The Jay family participated significantly in the slave trade, as investors and traders as well as slaveholders. For example, the New York Slavery Records Index records Jay's father and paternal grandfather as investors in at least 11 slave ships that delivered more than 120 slaves to New York between 1717 and 1733. John Jay himself purchased, owned, rented out and manumitted at least 17 slaves during his lifetime. He is not known to have owned or invested in any slave ships. In 1783, one of Jay's slaves, a woman named Abigail, attempted to escape in Paris, but was found, imprisoned, and died soon after from illness. Jay was irritated by her escape attempt, suggesting that she be left in prison for some time. To his biographer Walter Stahr, this reaction indicates that "however much disliked slavery in the abstract, he could not understand why one of his slaves would run away."
Despite being a founder of the New York Manumission Society, Jay is recorded as owning five slaves in the 1790 and 1800 U.S. censuses. He freed all but one by the 1810 census. Rather than advocating for immediate emancipation, he continued to purchase enslaved people and to manumit them once he considered their work to "have afforded a reasonable retribution." Abolitionism following the American Revolution contained some Quaker and Methodist principles of Christian brotherly love but was also influenced by concerns about the growth of the Black population within the United States and the "degradation" of Black people under slavery.
In 1774, Jay drafted the "Address to the People of Great Britain", which compared American slavery to unpopular British policies. Such comparisons between American slavery and British policies had been made regularly by Patriots starting with James Otis Jr., and took little account of the far harsher reality of slavery. Jay was the founder and president of the New York Manumission Society in 1785, which organized boycotts against newspapers and merchants involved in the slave trade and provided legal counsel to free Blacks. It was largely through his efforts that in 1786 the state of New York passed a law emancipating enslaved people whose masters’ property had been confiscated, predating all other emancipation-related landmark events in the United States.
The Society helped enact the 1799 law for gradual emancipation of all slaves in New York, which Jay signed into law as governor. "An Act for the Gradual Abolition of Slavery" provided that, from July 4, 1799, all children born to slave parents would be free and that slave exports would be prohibited. These same children would be required to serve the mother's owner until age 28 for males and age 25 for females. It did not provide government payment of compensation to slave owners but failed to free people who were already enslaved as of 1799. The act provided legal protection and assistance for free Blacks kidnapped for the purposes of being sold into slavery. All slaves were emancipated by July 4, 1827.
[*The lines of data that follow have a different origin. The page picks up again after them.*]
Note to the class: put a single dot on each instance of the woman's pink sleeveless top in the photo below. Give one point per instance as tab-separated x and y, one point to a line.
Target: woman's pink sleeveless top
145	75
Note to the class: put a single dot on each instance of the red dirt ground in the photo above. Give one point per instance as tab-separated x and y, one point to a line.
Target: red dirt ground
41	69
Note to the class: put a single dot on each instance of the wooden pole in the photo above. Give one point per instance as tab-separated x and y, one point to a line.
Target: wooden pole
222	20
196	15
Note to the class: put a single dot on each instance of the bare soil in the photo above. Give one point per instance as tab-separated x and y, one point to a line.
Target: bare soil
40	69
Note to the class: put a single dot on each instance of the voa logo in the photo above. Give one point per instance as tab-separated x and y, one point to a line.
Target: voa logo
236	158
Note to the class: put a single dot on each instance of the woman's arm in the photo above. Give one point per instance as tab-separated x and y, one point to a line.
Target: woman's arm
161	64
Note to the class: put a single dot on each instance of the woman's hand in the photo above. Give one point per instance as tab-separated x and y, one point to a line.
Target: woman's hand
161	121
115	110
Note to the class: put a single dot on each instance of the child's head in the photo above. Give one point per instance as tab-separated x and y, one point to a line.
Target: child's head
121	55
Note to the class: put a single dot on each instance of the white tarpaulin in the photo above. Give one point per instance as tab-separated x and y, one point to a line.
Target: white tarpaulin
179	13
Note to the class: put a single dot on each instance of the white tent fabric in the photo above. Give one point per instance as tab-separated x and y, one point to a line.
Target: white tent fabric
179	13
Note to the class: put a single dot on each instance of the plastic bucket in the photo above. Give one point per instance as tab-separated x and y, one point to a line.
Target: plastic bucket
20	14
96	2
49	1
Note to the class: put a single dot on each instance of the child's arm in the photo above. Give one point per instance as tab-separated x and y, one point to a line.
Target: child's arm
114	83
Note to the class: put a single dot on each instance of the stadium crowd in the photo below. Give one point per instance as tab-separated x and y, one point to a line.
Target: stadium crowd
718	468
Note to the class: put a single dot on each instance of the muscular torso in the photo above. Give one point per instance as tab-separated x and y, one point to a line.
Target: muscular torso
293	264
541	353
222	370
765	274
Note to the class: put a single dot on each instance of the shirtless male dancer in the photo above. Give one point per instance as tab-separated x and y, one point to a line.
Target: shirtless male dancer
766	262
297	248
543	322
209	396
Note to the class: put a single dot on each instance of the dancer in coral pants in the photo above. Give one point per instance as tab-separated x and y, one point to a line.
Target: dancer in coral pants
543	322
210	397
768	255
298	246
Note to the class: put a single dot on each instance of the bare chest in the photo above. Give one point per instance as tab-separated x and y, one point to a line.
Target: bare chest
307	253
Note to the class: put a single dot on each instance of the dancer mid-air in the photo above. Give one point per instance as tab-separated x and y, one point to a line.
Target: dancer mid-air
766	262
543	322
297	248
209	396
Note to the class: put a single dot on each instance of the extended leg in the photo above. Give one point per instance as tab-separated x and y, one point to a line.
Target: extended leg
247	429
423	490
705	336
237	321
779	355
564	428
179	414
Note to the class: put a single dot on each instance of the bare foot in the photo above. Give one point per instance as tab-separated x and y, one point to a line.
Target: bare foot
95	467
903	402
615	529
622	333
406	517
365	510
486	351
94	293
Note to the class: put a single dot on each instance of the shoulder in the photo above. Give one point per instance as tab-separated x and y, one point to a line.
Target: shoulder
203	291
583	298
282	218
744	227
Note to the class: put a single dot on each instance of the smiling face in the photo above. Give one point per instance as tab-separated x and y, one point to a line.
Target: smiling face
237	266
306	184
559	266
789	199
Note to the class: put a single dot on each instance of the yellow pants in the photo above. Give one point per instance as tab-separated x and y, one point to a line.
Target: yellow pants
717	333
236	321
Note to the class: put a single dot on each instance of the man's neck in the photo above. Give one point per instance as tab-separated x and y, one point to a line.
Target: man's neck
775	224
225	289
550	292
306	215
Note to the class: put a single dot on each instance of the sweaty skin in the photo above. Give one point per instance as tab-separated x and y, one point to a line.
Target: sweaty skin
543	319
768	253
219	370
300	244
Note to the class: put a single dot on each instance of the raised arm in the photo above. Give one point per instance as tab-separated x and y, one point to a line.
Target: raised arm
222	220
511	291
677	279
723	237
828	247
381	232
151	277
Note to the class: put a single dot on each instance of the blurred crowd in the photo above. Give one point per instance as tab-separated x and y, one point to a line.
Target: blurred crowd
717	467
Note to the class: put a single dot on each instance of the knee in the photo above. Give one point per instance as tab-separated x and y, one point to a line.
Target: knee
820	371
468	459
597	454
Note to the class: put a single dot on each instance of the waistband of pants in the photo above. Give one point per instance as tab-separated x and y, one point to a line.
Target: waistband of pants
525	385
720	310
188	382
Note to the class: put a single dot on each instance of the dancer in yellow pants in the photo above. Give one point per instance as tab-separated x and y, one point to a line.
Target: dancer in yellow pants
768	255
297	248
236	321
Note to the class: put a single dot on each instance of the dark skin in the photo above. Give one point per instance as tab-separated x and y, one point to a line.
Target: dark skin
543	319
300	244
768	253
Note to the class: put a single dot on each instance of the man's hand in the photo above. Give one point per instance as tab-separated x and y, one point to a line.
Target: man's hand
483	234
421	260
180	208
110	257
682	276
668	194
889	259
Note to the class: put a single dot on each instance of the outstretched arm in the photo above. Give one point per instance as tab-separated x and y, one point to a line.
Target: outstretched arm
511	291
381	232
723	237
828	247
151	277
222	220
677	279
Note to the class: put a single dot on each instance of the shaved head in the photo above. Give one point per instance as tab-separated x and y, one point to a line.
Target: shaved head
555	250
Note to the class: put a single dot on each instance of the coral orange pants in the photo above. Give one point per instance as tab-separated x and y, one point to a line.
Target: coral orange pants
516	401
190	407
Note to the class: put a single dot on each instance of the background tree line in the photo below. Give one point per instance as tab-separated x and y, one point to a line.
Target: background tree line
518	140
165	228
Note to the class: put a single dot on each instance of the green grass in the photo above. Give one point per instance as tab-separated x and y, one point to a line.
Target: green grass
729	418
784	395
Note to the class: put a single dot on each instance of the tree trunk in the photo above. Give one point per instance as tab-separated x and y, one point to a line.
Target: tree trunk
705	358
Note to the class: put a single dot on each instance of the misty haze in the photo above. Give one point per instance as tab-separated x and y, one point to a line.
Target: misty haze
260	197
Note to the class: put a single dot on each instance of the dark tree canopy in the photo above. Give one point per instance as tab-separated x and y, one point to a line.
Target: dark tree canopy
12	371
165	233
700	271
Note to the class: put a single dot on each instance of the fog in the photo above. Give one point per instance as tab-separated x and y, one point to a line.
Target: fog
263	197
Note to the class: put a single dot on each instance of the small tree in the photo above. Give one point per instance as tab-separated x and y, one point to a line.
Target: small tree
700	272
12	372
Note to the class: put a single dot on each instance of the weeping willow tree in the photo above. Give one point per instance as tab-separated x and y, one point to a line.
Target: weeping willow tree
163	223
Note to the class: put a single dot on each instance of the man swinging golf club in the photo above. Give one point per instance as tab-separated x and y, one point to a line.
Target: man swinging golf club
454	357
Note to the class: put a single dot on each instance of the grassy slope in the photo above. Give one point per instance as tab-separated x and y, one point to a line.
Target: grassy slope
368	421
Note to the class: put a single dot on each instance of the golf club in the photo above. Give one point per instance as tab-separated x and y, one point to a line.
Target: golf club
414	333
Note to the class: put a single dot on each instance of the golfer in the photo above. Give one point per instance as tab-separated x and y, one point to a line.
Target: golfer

In the close 1792 gubernatorial election, Jay's antislavery work was thought to hurt his election chances in upstate New York Dutch areas, where slavery was still practiced. In 1794, in the process of negotiating the Jay Treaty with the British, Jay angered many Southern slave owners when he dropped their demands for compensation for American slaves who had been freed and transported by the British to other areas after the Revolution.